Welcome to episode number six. This is part two of how I use the Enneagram to help teams. I'm Michelle Kay Anderson, and I'm excited to bring you this two part series on the four ways that I use the Enneagram to help improve performance at work.

If you're struggling to create a foundation of trust, established psychological safety, or to communicate effectively, this episode is for you.

If you are wondering how to take the Enneagram teaching deeper to improve workplace dynamics, or if you're curious about the work that I do with teams, keep listening.

In the previous episode, we discussed both cultivating your unique leadership style and identifying the strengths and weaknesses of your team style and the risks that this creates for the project execution.

And this episode, we're going to continue to explore in detail how I use the Enneagram to both help build relationships and improve communication.

You're gonna wanna pull up the show notes for this episode so that you can follow along. Check out uplevelingwork.com/7 to see the specific patterns that I discuss and to learn more.

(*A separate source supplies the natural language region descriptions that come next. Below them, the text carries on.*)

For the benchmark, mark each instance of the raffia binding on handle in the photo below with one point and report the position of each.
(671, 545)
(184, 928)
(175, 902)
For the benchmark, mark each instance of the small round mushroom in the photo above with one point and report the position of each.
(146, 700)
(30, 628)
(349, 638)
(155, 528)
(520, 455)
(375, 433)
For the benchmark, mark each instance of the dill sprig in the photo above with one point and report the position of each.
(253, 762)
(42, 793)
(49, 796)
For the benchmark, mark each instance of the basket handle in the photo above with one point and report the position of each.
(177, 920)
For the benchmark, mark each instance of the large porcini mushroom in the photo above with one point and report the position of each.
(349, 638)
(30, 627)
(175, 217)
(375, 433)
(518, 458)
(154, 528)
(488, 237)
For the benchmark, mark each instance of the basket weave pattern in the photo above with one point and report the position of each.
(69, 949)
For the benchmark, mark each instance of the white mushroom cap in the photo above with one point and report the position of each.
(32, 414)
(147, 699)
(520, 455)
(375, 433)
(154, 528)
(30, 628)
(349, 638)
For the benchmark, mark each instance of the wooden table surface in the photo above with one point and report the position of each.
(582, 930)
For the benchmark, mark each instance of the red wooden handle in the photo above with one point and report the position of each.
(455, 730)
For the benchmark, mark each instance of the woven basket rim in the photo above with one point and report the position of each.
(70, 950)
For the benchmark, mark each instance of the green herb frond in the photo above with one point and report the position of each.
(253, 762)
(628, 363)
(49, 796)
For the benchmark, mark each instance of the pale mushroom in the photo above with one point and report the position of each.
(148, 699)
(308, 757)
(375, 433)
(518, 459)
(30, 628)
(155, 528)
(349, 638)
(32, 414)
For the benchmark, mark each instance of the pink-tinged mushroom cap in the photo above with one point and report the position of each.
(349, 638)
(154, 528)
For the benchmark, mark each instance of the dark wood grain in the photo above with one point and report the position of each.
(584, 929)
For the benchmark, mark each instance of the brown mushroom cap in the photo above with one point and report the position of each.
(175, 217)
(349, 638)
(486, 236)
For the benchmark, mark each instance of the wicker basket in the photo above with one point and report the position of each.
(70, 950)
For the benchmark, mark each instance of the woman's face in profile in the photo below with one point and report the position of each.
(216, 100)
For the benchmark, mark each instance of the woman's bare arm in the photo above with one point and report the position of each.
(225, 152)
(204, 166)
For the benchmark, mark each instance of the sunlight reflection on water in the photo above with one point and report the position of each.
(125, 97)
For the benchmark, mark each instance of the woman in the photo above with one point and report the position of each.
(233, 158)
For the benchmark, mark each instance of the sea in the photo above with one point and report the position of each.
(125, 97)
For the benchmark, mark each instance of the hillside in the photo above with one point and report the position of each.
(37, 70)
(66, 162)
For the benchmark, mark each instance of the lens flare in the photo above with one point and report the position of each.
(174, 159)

Let's pick up where we left off...

3 - Building relationships

The third way I use the Enneagram to help teams reach their potential is to build relationships. What I’ve found is that you can reduce conflict by increasing the understanding that we have of each other.

There are 4 specific patterns that the Enneagram can measure on your team to help you identify friction or inefficiencies that are there.

One of the patterns that are identified in your report is the centers of expression - which are preferences in how you express yourself or how you relate to the world.

  1. Teams who rely on the action center are more focused on tasks. So teams ask questions like “What is the goal?” and “How can we get started?” They tend to get it done, jump in, and focus on results.

  2. The thinking center on a team is associated more with the process or how. Teams who operate from the thinking center more are asking questions like “What’s the best way to approach this?” You analyze, think it through, and tend to stay more calm.

  3. The feeling center is more focused on people or relationships. When you rely more on this center, teams are asking more “How do people feel about what’s happening?” You check in more, you listen really well, and you take care of each other.

And whether you overly or underuse one of these centers can also create certain patterns you can fixate in - ways that you might over-rely on data or maybe jump into action before you’ve gathered enough data.

The second pattern we can look at in the data is the instinctual preferences that are present on your team.

We have three basic instinctual drives that are essential for human experience. Think of these as primal, body-based forces that are necessary for our survival. They are separate from personality and are behind our life strategies. They are often unconscious and running in the background, yet they are powerfully directing a fundamental way of being in the world.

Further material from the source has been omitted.